Anti-infective agents are some of the most widely used therapeutic drugs
worldwide. Overall, the most common serious adverse events attributable to antiinfective
agents include liver injury, nephrotoxicity, hypersensitivity reactions, cardiac
arrhythmias, drug-drug interactions and therapeutic failure. In clinical practice, serious
problems of toxicity limit the usefulness of antimicrobial drugs.

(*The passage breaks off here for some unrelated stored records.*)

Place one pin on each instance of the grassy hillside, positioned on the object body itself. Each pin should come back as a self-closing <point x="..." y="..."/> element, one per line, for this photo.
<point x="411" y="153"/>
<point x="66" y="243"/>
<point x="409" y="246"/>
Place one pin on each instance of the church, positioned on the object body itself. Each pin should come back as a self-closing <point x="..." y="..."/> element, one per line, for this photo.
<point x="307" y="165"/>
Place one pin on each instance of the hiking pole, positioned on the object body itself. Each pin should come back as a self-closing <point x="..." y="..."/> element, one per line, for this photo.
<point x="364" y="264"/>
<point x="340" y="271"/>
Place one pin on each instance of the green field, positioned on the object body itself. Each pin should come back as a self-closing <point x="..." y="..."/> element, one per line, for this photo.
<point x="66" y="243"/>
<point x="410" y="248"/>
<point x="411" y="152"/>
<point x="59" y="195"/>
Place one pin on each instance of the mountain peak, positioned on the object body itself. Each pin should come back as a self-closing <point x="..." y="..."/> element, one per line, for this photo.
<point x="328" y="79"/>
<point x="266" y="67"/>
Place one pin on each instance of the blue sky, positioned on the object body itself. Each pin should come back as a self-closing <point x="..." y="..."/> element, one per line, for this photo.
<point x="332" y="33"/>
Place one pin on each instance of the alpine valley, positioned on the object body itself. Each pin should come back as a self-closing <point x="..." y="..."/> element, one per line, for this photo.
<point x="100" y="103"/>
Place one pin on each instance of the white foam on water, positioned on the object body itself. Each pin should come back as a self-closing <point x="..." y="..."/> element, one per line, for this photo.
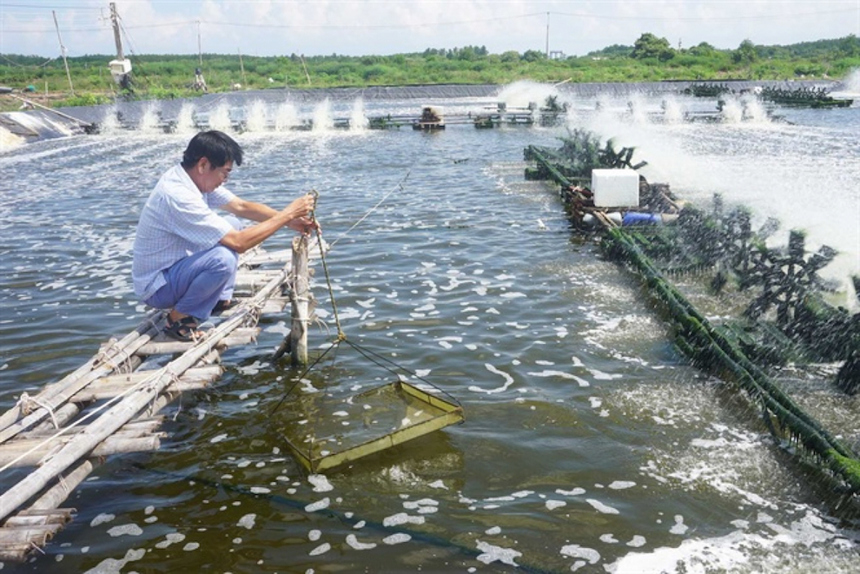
<point x="102" y="519"/>
<point x="319" y="505"/>
<point x="247" y="521"/>
<point x="809" y="544"/>
<point x="125" y="530"/>
<point x="353" y="543"/>
<point x="171" y="538"/>
<point x="320" y="482"/>
<point x="397" y="538"/>
<point x="509" y="380"/>
<point x="402" y="518"/>
<point x="573" y="492"/>
<point x="600" y="507"/>
<point x="115" y="566"/>
<point x="185" y="119"/>
<point x="321" y="549"/>
<point x="491" y="553"/>
<point x="219" y="118"/>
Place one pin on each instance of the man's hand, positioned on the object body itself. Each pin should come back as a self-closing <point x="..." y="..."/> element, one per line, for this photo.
<point x="300" y="207"/>
<point x="304" y="225"/>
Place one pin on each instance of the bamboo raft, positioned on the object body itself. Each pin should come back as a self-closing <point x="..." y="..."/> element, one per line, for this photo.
<point x="50" y="443"/>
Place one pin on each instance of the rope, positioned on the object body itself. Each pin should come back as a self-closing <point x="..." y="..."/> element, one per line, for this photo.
<point x="373" y="357"/>
<point x="372" y="209"/>
<point x="26" y="402"/>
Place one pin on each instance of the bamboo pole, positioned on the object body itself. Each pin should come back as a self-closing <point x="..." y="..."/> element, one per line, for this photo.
<point x="104" y="361"/>
<point x="300" y="296"/>
<point x="111" y="420"/>
<point x="115" y="385"/>
<point x="61" y="395"/>
<point x="22" y="453"/>
<point x="234" y="339"/>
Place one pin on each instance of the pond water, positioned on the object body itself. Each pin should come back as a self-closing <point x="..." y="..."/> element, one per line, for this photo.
<point x="589" y="442"/>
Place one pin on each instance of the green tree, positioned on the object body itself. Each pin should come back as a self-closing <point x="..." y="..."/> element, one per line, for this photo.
<point x="650" y="46"/>
<point x="745" y="54"/>
<point x="533" y="56"/>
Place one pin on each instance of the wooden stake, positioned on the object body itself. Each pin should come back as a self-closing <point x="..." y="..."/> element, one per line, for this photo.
<point x="300" y="297"/>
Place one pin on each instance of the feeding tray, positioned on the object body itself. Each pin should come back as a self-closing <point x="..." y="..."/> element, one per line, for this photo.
<point x="367" y="423"/>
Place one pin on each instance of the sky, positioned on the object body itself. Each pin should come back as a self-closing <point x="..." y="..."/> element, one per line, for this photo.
<point x="383" y="27"/>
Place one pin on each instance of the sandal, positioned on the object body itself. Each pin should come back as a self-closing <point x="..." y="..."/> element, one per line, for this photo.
<point x="183" y="330"/>
<point x="222" y="306"/>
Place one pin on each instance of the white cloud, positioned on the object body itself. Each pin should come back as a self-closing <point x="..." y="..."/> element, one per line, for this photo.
<point x="364" y="27"/>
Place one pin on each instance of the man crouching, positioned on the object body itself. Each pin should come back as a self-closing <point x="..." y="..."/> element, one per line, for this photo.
<point x="185" y="254"/>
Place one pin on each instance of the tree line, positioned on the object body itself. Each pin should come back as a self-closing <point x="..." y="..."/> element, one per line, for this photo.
<point x="650" y="58"/>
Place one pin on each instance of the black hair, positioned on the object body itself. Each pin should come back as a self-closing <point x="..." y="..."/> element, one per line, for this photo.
<point x="217" y="147"/>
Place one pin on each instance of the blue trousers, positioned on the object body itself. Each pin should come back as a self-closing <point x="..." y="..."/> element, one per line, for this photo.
<point x="195" y="284"/>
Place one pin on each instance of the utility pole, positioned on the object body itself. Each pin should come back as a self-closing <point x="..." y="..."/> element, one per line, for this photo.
<point x="120" y="68"/>
<point x="116" y="38"/>
<point x="547" y="35"/>
<point x="63" y="50"/>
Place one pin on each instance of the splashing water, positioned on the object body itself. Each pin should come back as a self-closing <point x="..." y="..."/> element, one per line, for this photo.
<point x="672" y="112"/>
<point x="150" y="120"/>
<point x="357" y="119"/>
<point x="8" y="140"/>
<point x="322" y="116"/>
<point x="852" y="81"/>
<point x="219" y="119"/>
<point x="185" y="119"/>
<point x="732" y="112"/>
<point x="754" y="111"/>
<point x="256" y="117"/>
<point x="286" y="117"/>
<point x="521" y="94"/>
<point x="110" y="123"/>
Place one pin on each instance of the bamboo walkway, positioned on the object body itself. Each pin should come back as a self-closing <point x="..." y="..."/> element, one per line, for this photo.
<point x="50" y="442"/>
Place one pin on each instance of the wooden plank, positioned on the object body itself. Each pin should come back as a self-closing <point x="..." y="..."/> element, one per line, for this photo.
<point x="118" y="415"/>
<point x="30" y="452"/>
<point x="112" y="386"/>
<point x="241" y="336"/>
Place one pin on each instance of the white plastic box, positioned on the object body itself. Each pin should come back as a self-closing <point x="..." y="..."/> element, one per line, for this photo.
<point x="615" y="187"/>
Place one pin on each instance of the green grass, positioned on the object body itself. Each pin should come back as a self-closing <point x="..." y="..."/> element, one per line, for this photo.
<point x="171" y="76"/>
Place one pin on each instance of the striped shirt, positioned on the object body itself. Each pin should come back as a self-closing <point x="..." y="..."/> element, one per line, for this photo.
<point x="177" y="221"/>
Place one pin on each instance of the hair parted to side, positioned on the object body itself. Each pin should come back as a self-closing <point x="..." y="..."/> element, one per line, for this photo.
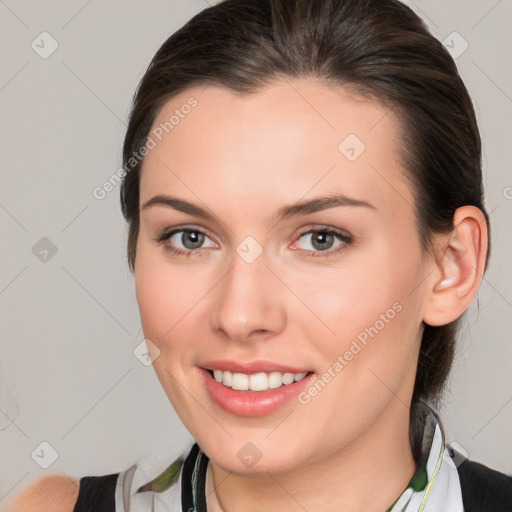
<point x="376" y="48"/>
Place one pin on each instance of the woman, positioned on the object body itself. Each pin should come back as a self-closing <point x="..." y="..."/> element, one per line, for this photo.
<point x="304" y="197"/>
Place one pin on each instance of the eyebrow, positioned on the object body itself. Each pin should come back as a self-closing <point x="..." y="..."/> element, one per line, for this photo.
<point x="299" y="208"/>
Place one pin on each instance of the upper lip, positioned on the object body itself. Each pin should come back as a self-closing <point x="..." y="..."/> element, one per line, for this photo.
<point x="251" y="367"/>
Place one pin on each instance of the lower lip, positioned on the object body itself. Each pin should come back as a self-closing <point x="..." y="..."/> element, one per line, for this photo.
<point x="252" y="403"/>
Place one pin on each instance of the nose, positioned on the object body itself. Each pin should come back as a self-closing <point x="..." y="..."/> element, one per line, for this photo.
<point x="249" y="303"/>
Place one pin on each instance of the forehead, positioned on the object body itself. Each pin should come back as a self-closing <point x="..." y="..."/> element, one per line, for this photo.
<point x="290" y="140"/>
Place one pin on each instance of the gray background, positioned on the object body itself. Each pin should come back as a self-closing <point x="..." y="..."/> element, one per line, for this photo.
<point x="70" y="323"/>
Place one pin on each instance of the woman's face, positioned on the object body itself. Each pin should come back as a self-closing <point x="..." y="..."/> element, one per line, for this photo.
<point x="259" y="286"/>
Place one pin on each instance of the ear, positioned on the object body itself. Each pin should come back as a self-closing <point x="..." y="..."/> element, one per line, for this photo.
<point x="460" y="265"/>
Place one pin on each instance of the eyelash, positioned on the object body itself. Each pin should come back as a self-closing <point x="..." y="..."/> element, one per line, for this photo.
<point x="341" y="235"/>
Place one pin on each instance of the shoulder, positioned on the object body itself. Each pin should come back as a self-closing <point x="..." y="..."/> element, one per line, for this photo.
<point x="484" y="488"/>
<point x="54" y="492"/>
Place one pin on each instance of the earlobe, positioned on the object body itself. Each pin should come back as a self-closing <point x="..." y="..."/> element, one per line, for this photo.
<point x="460" y="266"/>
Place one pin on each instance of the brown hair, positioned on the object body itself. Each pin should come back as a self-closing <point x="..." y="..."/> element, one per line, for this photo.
<point x="377" y="48"/>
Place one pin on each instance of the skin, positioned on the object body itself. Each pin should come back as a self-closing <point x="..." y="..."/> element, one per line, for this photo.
<point x="242" y="158"/>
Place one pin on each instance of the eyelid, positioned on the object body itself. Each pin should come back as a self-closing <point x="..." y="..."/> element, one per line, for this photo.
<point x="344" y="236"/>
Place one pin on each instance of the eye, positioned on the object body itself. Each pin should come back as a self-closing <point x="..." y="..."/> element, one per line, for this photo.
<point x="324" y="239"/>
<point x="184" y="240"/>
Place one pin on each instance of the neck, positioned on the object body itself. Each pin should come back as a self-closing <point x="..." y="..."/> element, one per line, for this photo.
<point x="369" y="475"/>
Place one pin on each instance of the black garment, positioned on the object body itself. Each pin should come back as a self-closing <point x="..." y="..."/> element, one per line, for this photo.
<point x="483" y="488"/>
<point x="97" y="494"/>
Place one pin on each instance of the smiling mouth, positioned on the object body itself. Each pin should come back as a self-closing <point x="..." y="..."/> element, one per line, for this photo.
<point x="255" y="382"/>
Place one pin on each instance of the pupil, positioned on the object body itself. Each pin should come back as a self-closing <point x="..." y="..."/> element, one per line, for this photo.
<point x="195" y="237"/>
<point x="322" y="238"/>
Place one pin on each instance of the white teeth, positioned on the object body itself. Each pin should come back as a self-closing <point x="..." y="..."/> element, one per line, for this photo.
<point x="256" y="381"/>
<point x="240" y="381"/>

In order to improve the design of clinical trials and better conceptualize research plans
for the development of anti-infective drugs, it is important to take into consideration
cutting-edge drug safety approaches that can be implemented during discovery and
early phase studies, as well as promising methods and models for clinical research
advancement. In the present text, we describe a holistic perspective inspired by
chemoinformatics, systems biology, and predictive clinical pharmacology, to discuss
the utility of in silico methods, preclinical models, genomics, translational biomarkers
and postmarketing surveillance strategies for safety evaluation and risk detection during
anti-infective drug development.
Keywords: Adverse effect, adverse reaction, AMES test, animal model, antiinfective
drug, biomarkers, cardiotoxicity, chemoinformatics, clinical trial, Cramer
rules, drug development, drug discovery, drug-induced toxicity, environmental risk
assessment, hepatotoxicity, humanized mice, nephrotoxicity, pharmacogenomics,
pharmacovigilance, preclinical study, quantitative structure-activity relationship
(QSAR), systems toxicology, translational medicine, verhaar scheme, zebrafish.